しゃべれなくてもコンカフェ嬢はできますか?
フクロウ
第1話 トラウマ
「次の問題の答えを
「…………」
「立ちなさい。わからないの? それならそれでちゃんと話しなさい」
「…………」
「黙ってれば見逃されると思ってる? 卑怯者ね」
「……本当にしゃべれないの? 情けない。もういいわ、座りなさい」
私は何も言い返すことができずに座った。静かだった教室のあちこちから陰口が聞こえる。唇をかんでただ下を向くことしかできなかった。
──夢。夢だ。
高校はもう数カ月前に卒業したのにいまだに教室のことを夢に見る。大学生活にはだいぶなじんでいると思うけど。
大学はしゃべらなくてもいい。黙って講義を受けて黙って帰ってくればいい。集団行動なんてないし、一人でいても変な目で見られることはない。
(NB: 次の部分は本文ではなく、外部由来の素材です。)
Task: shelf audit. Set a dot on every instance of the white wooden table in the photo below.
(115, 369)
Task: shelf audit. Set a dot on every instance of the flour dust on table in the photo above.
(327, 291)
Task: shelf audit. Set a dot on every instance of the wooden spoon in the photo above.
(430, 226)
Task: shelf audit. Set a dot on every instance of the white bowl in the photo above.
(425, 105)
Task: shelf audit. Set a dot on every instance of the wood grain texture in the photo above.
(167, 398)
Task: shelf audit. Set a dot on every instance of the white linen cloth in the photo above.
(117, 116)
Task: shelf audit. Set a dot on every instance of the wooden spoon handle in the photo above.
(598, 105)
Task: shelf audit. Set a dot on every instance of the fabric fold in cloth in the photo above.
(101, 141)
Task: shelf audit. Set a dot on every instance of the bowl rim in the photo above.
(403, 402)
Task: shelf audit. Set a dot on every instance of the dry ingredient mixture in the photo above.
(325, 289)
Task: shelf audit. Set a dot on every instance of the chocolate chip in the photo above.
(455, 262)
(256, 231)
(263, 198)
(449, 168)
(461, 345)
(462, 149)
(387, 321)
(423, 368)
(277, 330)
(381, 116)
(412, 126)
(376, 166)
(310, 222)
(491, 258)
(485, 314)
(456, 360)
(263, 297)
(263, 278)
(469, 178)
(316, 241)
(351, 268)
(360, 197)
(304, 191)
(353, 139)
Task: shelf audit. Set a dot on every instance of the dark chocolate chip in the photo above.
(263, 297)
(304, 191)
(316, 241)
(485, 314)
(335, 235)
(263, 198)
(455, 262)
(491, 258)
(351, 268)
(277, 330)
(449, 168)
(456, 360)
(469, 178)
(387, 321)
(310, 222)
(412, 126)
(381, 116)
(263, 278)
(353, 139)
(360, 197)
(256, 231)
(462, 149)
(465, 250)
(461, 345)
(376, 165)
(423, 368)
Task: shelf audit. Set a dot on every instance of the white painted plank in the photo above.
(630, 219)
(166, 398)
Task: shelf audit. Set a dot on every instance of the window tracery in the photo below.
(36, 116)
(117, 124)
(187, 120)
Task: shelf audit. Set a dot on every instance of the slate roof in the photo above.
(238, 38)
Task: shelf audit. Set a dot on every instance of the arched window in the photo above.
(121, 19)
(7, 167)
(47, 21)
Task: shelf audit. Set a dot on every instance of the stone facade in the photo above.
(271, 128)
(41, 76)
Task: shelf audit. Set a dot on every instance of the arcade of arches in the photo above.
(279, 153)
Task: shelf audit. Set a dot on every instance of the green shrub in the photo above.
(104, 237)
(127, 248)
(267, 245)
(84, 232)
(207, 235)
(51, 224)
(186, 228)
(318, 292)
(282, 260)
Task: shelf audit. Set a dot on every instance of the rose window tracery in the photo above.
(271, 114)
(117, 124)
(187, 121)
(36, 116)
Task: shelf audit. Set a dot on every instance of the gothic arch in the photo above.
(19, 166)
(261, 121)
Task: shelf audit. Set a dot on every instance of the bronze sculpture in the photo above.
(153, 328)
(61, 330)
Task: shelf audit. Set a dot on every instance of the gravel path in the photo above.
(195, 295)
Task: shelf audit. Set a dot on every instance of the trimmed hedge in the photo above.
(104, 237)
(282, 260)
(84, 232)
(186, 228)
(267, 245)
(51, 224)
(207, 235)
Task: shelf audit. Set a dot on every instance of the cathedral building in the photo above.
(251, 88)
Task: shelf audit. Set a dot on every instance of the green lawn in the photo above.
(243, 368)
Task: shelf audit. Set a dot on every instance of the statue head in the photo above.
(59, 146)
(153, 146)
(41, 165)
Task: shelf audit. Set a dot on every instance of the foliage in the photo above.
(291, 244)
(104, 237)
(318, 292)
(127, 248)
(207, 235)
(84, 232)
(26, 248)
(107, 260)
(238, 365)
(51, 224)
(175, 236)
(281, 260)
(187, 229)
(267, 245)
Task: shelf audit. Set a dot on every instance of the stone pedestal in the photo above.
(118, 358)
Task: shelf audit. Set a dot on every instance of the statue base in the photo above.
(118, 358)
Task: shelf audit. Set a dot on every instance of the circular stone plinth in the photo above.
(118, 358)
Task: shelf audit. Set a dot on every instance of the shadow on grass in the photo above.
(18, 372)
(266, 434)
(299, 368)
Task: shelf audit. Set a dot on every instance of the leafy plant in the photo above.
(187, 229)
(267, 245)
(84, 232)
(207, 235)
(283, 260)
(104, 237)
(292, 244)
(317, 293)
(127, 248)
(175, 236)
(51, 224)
嫌な思いを吹き飛ばすために、私は推しのアイドルのライブ動画を見た。
この前生誕祭をやったばかりでライブ配信の動画は何度見ても気持ちを高めてくれる。
ライブを見ながらSNSを見ると、昨日の夜に投稿したのがかなり拡散されていた。
〈何度見てもいい! 気分が上がる!〉
と、動画のスクショ付きで送るとすぐにたくさんの人からリアクションが来た。
アプリを閉じるとベッドに横になったままライブに集中する。この時間が一番至福の時間だよ。
と思ったら、突然邪魔をするように画面にメッセージが流れてきた。